REPUBLIKA.CO.ID, JAKARTA -- Transparency International Indonesia (TII) mengungkapkan, berdasarkan studi yang dilakukan dalam waktu setahun terakhir, sebanyak 30 persen masyarakat di Indonesia pernah memberi suap saat mengakses layanan publik. Dari studi tersebut juga terungkap alasan pemberian suap.
"Kenapa kemudian mereka ingin membayar suap? Alasan nomor satu sebagai tanda terima kasih," kata Program Manager TII Alvin Nicola dalam keterangan tertulisnya, Selasa (11/4/2023).
Alvin mengatakan, sebanyak 33 persen masyarakat yang menjadi objek studi mengakui alasan tersebut. Sedangkan sisanya, mengaku memberi suap karena diminta petugas hingga iming-iming percepatan proses.

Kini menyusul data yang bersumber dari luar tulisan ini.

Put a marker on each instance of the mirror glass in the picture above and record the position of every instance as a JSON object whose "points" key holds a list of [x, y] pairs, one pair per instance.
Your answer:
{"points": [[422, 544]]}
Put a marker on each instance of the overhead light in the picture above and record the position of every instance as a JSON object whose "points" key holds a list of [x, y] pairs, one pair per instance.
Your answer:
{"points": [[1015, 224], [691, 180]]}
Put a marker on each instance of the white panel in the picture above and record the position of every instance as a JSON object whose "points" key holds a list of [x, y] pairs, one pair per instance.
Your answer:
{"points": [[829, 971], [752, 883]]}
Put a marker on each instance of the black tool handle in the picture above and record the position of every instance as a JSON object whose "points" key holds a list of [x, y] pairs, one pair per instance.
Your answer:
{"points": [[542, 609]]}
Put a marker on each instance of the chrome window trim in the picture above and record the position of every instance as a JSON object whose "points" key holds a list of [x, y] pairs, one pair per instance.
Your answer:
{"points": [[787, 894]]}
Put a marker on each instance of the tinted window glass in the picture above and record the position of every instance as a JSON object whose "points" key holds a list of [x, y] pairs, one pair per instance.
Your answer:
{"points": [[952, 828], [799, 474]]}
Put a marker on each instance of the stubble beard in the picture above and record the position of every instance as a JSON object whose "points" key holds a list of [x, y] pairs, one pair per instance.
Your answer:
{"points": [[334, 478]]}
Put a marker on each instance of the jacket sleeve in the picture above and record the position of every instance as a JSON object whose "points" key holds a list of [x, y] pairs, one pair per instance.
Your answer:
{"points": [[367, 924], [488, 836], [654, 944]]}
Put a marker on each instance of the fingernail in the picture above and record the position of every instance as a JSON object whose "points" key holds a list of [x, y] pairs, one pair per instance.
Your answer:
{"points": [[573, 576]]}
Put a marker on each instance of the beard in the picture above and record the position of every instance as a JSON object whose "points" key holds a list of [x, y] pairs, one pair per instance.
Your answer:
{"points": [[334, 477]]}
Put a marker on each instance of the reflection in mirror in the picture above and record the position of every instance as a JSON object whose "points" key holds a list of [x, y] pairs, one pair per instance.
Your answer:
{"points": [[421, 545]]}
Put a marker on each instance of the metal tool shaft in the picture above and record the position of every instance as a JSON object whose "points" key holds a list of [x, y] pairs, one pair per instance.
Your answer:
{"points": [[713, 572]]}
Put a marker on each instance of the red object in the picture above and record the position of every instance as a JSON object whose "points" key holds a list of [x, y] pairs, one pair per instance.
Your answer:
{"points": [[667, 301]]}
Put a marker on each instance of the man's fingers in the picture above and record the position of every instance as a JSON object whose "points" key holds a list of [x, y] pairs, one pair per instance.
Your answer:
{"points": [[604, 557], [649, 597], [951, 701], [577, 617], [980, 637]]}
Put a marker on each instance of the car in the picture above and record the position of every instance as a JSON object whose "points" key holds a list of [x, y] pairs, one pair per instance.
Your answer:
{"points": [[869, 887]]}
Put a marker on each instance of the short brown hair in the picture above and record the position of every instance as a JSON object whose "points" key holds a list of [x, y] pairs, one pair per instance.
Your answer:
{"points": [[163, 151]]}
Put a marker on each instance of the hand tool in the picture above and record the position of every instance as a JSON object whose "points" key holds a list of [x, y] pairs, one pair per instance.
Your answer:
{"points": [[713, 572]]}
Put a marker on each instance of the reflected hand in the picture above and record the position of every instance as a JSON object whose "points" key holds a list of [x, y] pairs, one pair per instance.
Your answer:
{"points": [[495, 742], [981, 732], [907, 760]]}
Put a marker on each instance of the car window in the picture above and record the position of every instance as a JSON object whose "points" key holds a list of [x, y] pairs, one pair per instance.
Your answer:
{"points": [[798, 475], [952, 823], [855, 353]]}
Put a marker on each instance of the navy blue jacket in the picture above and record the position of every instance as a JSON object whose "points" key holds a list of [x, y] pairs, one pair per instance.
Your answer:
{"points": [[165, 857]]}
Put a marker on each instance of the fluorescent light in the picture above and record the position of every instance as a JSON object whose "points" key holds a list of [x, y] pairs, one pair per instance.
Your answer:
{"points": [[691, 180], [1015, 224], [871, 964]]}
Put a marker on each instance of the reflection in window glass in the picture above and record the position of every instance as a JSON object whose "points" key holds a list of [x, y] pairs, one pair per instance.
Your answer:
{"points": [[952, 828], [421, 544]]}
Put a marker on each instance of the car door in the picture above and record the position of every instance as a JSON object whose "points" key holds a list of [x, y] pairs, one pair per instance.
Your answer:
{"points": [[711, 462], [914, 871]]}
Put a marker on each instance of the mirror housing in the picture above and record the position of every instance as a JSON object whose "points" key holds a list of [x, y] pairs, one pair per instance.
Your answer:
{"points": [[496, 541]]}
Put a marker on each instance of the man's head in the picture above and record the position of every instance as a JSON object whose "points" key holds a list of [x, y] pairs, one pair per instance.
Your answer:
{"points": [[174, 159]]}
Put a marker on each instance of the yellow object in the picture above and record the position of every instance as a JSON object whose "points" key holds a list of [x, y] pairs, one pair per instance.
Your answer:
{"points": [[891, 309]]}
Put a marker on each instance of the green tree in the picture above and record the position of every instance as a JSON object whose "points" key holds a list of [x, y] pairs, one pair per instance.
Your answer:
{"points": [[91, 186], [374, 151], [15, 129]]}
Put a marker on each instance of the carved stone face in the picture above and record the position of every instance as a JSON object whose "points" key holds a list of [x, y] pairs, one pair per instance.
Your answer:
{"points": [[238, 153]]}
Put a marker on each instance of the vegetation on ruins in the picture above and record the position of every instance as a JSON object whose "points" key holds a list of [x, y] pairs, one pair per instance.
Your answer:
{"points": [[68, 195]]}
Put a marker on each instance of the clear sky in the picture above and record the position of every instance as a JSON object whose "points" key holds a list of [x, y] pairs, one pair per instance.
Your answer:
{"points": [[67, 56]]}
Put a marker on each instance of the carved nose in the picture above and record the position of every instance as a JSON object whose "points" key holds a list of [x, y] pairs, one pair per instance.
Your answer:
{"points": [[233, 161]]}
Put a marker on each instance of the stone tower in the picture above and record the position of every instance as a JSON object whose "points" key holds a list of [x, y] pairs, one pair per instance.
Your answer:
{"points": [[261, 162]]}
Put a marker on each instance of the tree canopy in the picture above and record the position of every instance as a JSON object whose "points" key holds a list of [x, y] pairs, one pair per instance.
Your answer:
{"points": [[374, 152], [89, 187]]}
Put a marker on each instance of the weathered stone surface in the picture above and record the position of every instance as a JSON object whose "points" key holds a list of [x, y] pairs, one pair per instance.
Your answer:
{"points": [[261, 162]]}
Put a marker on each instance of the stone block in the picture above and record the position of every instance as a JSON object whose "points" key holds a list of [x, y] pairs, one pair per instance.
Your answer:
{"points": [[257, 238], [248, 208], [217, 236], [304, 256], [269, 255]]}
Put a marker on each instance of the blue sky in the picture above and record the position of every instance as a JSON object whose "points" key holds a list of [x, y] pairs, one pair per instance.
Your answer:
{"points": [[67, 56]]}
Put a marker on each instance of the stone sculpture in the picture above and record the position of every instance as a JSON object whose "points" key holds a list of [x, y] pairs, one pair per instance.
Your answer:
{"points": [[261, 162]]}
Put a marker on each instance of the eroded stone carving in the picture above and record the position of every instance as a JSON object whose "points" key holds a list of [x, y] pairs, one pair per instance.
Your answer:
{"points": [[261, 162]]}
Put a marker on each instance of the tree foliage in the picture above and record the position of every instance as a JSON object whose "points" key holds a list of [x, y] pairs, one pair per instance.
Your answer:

"Ada juga yang memang karena diminta oleh petugasnya alias membayar biaya yang tidak resmi (25 persen) atau karena ditawari agar prosesnya jauh lebih cepat (21 persen)," ungkap dia.
Berdasarkan catatan TII, pemberian suap paling tinggi melibatkan layanan di kepolisian yang mencapai 41 persen. Angka ini jauh lebih tinggi dibandingkan rata-rata di Asia yang hanya sebesar 23 persen.
Meski demikian, Alvin menjelaskan, masyarakat sebenarnya menyadari praktik suap di lingkungan pemerintahan ini menjadi masalah besar. Jumlahnya, kata dia, bahkan mencapai 90 persen berdasarkan hasil studi yang dilaksanakan TII.
Menanggapi hasil studi tersebut, Dewan Penasehat HIPPINDO, Tutum Rahanta mengatakan, praktik suap memang kerap terjadi pada masyarakat, termasuk pengusaha. Menurut dia, para pelaku usaha cenderung membutuhkan akses cepat terhadap proses-proses perizinan usaha. Sehingga tak jarang mengikuti praktik curang itu.
"Pelaku usaha memperhitungkan untuk efesiensi. Efesiensi itu salah satunya waktu. Semuanya kalau selama bisa dibeli dengan uang, apakah itu tidak korup ataupun korup, pasti akan dilakukan," ungkap Tutum.
Dia menyebut, praktik suap menyuap dalam mengakses pelayanan publik oleh pelaku usaha terjadi karena adanya peluang, sistem yang kurang baik, dan Sumber Daya Manusia (SDM) yang tidak berintegritas. Sehingga mereka cenderung mengambil jalan pintas yang disediakan oknum tertentu.
Di samping itu, Direktur Komunikasi dan Bimbingan Pengguna Jasa Bea Cukai, Nirwala Dwi Haryanto memastikan, pihaknya terus memperbaiki sistem birokrasi dalam memberikan pelayanan kepada publik.
Hal itu menindaklanjuti arahan Presiden Jokowi agar pemerintah bisa memberikan layanan yang efektif dan akuntabel, sebagai upaya memberikan pelayanan terbaik bagi masyarakat.
"Bahwa yang namanya reformasi birokrasi intinya adalah melayani rakyat dengan lebih baik. Artinya, melayani rakyat harus lebih efektif dan akuntabel karena bicara demokrasi," jelas dia.